Korea's crypto exchanges have so far remained relatively free from such incidents, but they now face mounting pressure to find alternative stable revenue sources amid dwindling investor sentiment and yearlong market doldrums.
According to data from the nation's top four exchanges ― Upbit, Bithumb, Coinone and Korbit ― they reported double-digit earnings falls during the first half of 2022 from a year earlier. Upbit, the dominant market leader, generated an operating profit of 566.1 billion won between January and June, down by 69.7 percent from the previous year. Its sales also dropped by more than 60 percent, affected by the freezing market sentiment.
Other exchanges also faced a similar earnings shock. Bithumb, the second-largest exchange here, also reported a drastic earnings fall during the same period. The company chalked up merely 7.4 billion won in net profit in the first half of this year, down 98.7 percent from a year ago.
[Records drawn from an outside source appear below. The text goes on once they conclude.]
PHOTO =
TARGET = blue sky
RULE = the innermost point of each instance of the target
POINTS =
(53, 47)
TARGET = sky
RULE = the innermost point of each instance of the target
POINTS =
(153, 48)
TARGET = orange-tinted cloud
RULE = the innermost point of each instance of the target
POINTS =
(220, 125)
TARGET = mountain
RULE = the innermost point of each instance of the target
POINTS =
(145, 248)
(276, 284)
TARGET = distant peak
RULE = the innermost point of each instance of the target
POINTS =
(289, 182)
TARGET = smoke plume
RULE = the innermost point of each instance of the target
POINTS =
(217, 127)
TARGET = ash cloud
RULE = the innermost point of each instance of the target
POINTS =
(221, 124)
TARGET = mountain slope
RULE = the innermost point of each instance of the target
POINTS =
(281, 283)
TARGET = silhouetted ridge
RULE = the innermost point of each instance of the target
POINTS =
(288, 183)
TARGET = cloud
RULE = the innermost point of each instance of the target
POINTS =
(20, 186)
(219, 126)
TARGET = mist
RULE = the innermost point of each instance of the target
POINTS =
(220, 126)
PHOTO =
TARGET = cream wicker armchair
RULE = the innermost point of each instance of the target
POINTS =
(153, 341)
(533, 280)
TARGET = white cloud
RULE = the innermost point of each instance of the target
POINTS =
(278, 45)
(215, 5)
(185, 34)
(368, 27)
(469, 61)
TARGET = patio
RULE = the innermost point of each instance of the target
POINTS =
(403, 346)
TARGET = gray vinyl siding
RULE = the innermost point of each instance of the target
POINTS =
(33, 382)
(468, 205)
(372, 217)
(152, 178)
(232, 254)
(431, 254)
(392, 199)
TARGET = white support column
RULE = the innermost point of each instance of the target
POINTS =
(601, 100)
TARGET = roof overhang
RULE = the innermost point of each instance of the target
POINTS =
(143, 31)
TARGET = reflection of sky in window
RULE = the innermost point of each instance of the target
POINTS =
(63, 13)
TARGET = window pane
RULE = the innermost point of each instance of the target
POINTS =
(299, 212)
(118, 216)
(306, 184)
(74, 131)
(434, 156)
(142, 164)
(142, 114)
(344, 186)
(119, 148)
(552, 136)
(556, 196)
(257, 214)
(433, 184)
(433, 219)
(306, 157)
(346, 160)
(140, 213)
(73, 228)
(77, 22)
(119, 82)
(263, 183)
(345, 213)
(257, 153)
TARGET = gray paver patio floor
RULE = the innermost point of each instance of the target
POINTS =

Depending on the external market situation, most exchanges' earnings are on a rollercoaster ride each year, as almost all of their sales come from users' crypto trading commissions.
They enjoyed a super rally last year when the crypto frenzy reached its peak amid the then-super low interest rates. But after the U.S. Fed started its unprecedentedly hawkish monetary policy from the first quarter of this year, investors' sentiment has since hit a low point.
But Korean exchanges run a lower risk of experiencing such an abrupt meltdown, as they do not issue their own cryptocurrencies, unlike their overseas counterparts, such as Binance and FTX.
"Most exchanges understand the importance of finding new revenue areas, in their bid to reduce management risk during this period of market doldrums, but given the infancy of the industry, it is hard for them to generate stable revenue streams in a short period of time ― other than the conventional commission revenues," an industry source said.
Dunamu, the operator of Upbit, realizes the urgent need to do so, and it has recently started its overseas non-fungible token (NFT) business by partnering with HYBE, a leading entertainment firm here.
But other exchanges are still far from generating tangible outcomes in the drive to find the next cash cow.
"Exchanges have expertise in blockchain-related businesses, so most of them have so far made fresh attempts in areas such as NFTs and the metaverse. However, investors' attention in what was once considered the next industrial paradigm rapidly lost steam in line with the bearish crypto market sentiment," the official said.